Before I head off for my six-week hiatus, I thought I’d leave you a little reading material. A decade ago, I wrote a series of entries which I called “That Was The Millennium That Was,” chronicling what I thought were some of the best, worst and weirdest things of the last millennium. It was a pretty good series — good enough that I was able to repurpose some of the essays for resale and featured a couple others in Your Hate Mail Will Be Graded. But the whole run of the series has been off the site proper for over seven years, which means that many of you haven’t seen most of these pieces.
So, as a parting gift, here’s the whole series as a free e-book, DRM-free.
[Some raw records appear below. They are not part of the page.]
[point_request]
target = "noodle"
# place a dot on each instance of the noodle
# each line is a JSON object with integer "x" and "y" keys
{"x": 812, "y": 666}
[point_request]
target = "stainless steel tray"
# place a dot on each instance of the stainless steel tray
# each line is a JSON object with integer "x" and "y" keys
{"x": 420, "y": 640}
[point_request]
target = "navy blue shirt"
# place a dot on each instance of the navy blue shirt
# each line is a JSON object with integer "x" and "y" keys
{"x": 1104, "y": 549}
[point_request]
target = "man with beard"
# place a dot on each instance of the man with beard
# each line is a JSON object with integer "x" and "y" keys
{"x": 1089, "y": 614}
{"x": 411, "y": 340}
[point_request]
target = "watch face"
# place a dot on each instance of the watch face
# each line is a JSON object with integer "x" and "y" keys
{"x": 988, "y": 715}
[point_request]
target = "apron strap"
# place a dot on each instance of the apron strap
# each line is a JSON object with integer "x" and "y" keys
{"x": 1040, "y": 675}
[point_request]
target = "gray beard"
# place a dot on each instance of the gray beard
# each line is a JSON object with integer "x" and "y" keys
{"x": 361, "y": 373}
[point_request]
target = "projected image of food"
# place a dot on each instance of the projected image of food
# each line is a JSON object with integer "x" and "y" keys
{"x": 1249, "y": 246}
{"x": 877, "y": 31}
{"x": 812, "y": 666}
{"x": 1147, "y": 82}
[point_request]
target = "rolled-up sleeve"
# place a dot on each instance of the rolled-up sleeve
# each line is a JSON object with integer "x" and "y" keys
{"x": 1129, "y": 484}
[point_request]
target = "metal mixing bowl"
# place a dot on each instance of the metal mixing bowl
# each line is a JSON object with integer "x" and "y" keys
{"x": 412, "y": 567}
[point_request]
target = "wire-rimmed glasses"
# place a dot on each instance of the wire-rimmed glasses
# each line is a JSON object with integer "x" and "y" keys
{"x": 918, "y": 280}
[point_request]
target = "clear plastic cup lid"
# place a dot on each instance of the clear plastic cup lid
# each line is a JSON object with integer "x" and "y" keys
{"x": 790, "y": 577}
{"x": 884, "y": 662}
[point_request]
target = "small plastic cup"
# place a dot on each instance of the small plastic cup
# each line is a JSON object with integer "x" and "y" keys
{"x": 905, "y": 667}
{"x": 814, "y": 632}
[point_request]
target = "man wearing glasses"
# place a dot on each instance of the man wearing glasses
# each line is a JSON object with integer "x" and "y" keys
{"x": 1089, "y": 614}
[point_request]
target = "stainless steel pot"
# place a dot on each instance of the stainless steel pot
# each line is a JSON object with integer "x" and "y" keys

Clicking on the link should download the thing to your computer, and then you can transfer it to the e-book reader of your choice. Between EPUB and MOBI, I think I’ve just about covered every current e-book reader out there, and if you have an e-book reader that doesn’t read either of those formats, well, I guess I don’t know what to say to you, except, possibly, here’s the free MobiPocket reader for your computer.
Two notes:
1. This is an amateur e-book, created by me cutting and pasting the entries into an RTF file and then running it through a format converter. So a) it is very lightly copy-edited and you may run into a few flubs here and there, b) it’s not a brilliant work of e-book formatting. Hey, it’s free, and I think I caught 95% of the misspellings. You can handle the rest. No, I don’t want you to send me an e-mail telling me when you find a flub. I’ll be on hiatus, remember?
(Update, 5:20pm: Whatever reader Béranger has been kind enough to add a table of contents to the epub version; I’ve updated the file with the new version. Thanks, Béranger!)
2. Feel free to share the e-book on a non-commercial basis (i.e., one-on-one with friends, etc), and to mention it on your blog, in tweets, and so on — and if you do, thanks very much. But do me a favor and link to this post when you tell people about it, because that way I can have a reasonable gauge of how many copies have been downloaded, which is information I would actually find useful for thinking about free e-books in the future. Please don’t upload it to repository sites like Scribd, or to torrents or other such things, again, so I can have a reasonably clear idea how many people are checking the thing out. Thanks.
One final note — this e-book is offered for free, as a gift, with no expectation of payment. I’m good for now, thanks. That said, if after reading it you feel moved toward compensation one way or another, I would be pleased if you took a dollar or two (or three, or five, or ten) and sent it to a literacy charity of your choice. Two that I like are Reading is Fundamental and First Book. Literacy is a good investment for everyone, and helping kids and adults learn to read is one of the best ways to “pay it forward.” So give it some thought, if you enjoy what you read. Thanks.